The first major joint statement, declaration, contract, maybe even manifesto, that I am aware of in the context of the covid-19 pandemic, related to the discussion on essential workers, is democratizingwork.org, launched in May 2020, signed by more than 3000 scholars from more than 600 universities around the globe. “Humans are not resources.”, “It is time to democratize firms, decommodify work, and remediate the environment.” I don’t know how much of an impact such a contract can have on our global system of economic and environmental dependencies but reading it gives me hope their demands in medium-term may trickle down through their teaching to students and decision-makers, and trigger a shift of awareness and maybe even a shift of the discussion.

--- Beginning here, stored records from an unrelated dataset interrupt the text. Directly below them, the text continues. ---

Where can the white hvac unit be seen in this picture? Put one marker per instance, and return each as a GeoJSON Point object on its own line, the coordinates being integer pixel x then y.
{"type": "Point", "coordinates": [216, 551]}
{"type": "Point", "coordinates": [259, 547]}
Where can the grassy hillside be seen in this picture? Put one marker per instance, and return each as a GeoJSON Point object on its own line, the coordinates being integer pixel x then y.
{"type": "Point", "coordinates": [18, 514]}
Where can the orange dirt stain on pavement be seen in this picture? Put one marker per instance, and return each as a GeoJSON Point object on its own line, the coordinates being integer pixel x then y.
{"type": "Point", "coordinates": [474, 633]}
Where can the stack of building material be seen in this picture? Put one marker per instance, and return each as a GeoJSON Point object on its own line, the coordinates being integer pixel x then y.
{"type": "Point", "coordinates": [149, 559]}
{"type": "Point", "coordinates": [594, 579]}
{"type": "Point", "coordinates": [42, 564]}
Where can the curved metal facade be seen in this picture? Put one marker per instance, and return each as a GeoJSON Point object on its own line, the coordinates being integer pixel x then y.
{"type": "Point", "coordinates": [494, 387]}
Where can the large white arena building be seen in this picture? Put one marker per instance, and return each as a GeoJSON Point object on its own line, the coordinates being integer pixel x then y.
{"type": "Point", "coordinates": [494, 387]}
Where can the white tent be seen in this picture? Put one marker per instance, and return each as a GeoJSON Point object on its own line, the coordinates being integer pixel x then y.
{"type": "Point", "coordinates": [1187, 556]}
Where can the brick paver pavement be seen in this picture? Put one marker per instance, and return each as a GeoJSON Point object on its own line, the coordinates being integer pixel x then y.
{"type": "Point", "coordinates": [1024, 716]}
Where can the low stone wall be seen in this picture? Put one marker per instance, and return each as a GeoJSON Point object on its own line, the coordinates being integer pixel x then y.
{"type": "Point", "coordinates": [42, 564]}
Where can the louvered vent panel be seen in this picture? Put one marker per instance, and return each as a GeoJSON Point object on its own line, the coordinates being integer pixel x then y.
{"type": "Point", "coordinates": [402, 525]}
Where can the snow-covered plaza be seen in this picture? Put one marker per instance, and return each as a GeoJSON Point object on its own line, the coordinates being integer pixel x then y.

We are presented with a unique opportunity with the delay of the Venice Architecture Biennale to 2021 (this sentence itself could be already understood as profiteering from a disaster). As mentioned by several participants, usually we prepare the exhibitions within 4 to 6 months independently, in competition, and with almost no knowledge of each other. But now we got 1 year to prepare, collaborate, exchange, share, and build up on our individual knowledge and experiences to create something bigger, not in quantity but in impact (but who are we? Does coincidence of history, being at the right place at the right time, qualify us to make this impact?). A manifesto/joint statement/declaration/social contract immediately raises endless question about form, aim, tone, addressee, need, purpose. Is it necessary to formulate ABCs and 123s, thesis antithesis and conclusion, critique that determines the status-quo, defining the problem, formulating a solution, setting demands for the future?

“I write a manifesto and I want nothing, yet I say certain things, and in principle I am against manifestoes, as I am also against principles. (…) I write this manifesto to show that people can perform contrary actions together while taking one fresh gulp of air.”

Can a manifesto be a collection of questions? Can it be a collection of observations? Can it be a collage of thoughts and contradicting them at the same moment? Can a manifesto be multiple voices speaking at the same time so I cannot hear the content but I instinctively understand the action? Can I draw a manifesto? Can I let others draw a manifesto, because a collective action is already the strongest of all statements? “I write a manifesto and I want nothing” but to feel to not being alone, to not being trapped in my own head space.

Architecture is a fundamentally social act. We can write a manifesto by doing it together as a social act, and thereby not create a manifesto but create architecture itself. A conversation is already a manifesto is already architecture. And I challenge you to engage in this conversation with even the simplest of thoughts. It is not about what we say, but that we say it, and the meaning and relevance will emerge inevitably through the confrontation of these thoughts with each other.